Anyway, Teofilo continued non stop in the way of the heavily lubricated. He put his hand on my head and said, “The back of your head is too big… ¿Porqquuuee?” he slurred.

“I’m sorry you feel that way, my inebriated friend but there is little I can do at this point in my life.”

He continued, “The back of your head is very big…It is very bad (¡muy malo pue!). Then he launched into a discussion in slurry Quechua about how beautiful his head would be if I would shave it. “Will you shave it for me, just like yours?” he asked me. I laughed and told him I would be happy to, “But only when you are sober,” so that he could not say I did it to him while he was drunk. He looked at me through rheumy eyes and said, “Esshhta muuuuyyyy bien aaaamiggggho. Voy aaa esssshperarrrlo, pue.” Teofilo tottered off to the meeting for which we had all been waiting. There, the crowd ignored him but I let him speak his mind just to get a pulse on the community. They are smarter than one might imagine. I think they too would like to see him shorn but that would be unkind I fear. I also doubt that he would recall who dunnit.

Tuesday, July 01, 2008

¡Huatia, papitas a lo macho, pué!

In the altiplano of Peru an established tradition at the time of the potato harvest includes a worthwhile activity called la Huatia, pronounced Wateeya, and it takes the form of a potato barbecue, more or less. The women in the field build an edifice like a dirt clod igloo that they fill with straw and dried animal dung. This, they light with a match and allow it to burn furiously until the dung is completely consumed and the inside of the little beehive has become a miniature oven. Into the little kiln they stuff a quarter bushel of small potatoes. They then collapse the whole affair onto them and wait for about an hour.


They take a break from whatever activity they have going, from harvest itself to road repair. The women smile at you, their sun and soil blackened faces get ruts like a bad road with no one to fill the chuckholes by the time they are 30. They freely and unabashedly nurse their babies while they eat. Quantity of teeth is inversely proportional to age as one might expect. Their blackened hands show the years of toil and their feet, shod only by hojotas, tire rubber sandals, are universally cracked and callused.


If you happen by, they always invite you to come and eat the potatoes, and you sit on the ground while they uncover the turd baked potatoes. If you have been invited, campesino etiquette dictates that you bring along a wheel of homemade cheese or a couple of liters of pop or that you buy one off of them in one of their little home/stores. Likewise, if you hope to be invited again, you eat what you are offered from their poverty showing no sign of disdain.
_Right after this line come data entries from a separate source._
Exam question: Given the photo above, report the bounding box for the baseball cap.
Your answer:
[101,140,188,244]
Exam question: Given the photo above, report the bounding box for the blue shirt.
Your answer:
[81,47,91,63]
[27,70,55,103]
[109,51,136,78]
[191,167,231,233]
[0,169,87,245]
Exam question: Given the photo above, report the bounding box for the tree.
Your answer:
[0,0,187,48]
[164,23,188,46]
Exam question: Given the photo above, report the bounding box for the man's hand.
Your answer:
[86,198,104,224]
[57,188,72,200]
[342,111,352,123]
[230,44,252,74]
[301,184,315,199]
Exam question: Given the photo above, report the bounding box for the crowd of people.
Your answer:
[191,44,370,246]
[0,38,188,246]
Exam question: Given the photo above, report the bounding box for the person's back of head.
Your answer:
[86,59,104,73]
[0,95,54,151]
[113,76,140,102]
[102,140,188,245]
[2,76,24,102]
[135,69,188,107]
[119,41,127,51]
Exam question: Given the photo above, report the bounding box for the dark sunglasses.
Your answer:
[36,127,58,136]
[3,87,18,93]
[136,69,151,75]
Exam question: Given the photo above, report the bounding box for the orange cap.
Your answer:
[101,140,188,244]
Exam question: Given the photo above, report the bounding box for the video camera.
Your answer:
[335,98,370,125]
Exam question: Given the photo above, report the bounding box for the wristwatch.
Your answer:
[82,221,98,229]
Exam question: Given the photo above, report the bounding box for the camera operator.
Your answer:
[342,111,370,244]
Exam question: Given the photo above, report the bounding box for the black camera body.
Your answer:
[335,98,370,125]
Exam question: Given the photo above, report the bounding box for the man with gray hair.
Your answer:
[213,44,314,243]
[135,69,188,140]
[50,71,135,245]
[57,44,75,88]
Charred and dusty, they take the potatoes out of the ground at last and pour them out on a rice sack or right onto the stubbly turf. You scrub the potato against the short brushy grass to clean it up. You then peel off the skin with your fingernails and clean out any wormy bits before eating it, at least I do. Everyone says that potatoes that have had one worm at least have a sweeter flavor. I am not sure I discern yet since they all manifest evidence of at least one. I have a pretty clear sense that I have eaten worms a time or two. Still, the huatia tradition is a delight.
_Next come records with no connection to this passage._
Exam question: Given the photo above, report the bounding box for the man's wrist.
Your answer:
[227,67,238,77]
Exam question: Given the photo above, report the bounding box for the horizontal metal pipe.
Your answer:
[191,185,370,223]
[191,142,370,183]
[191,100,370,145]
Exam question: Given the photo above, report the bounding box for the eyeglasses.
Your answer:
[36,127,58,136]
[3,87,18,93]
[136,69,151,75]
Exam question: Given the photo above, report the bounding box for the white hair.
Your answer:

The women cluck their Quecha and chortle heartily. They gently chide, “Yau, chai gringota manan intindinichu. Curu papata micuskani.” (This gringo doesn’t understand us. He just ate a potato with a worm in it). And they laugh again thinking I didn’t understand them. Sometimes I get things all twisted around and think I came here for the money but life is about much more than that.



You sit there under the early winter sun, eating the smoky potatoes, chewing slowly and savoring them with a lump of salty white cholo cheese that shows your sooty fingerprints. The potatoes are sweet and sometimes you eat a worm. Indeed they eat no meat with this except for the worms but in the end you usually only note, the slightly sweeter savor… Then you pass around a cheap plastic cup, taking turns, filling it with some iridescent, pseudo-mango-peach flavored, corn syrup charged pop for the next person. There you have it, that is what it is all about.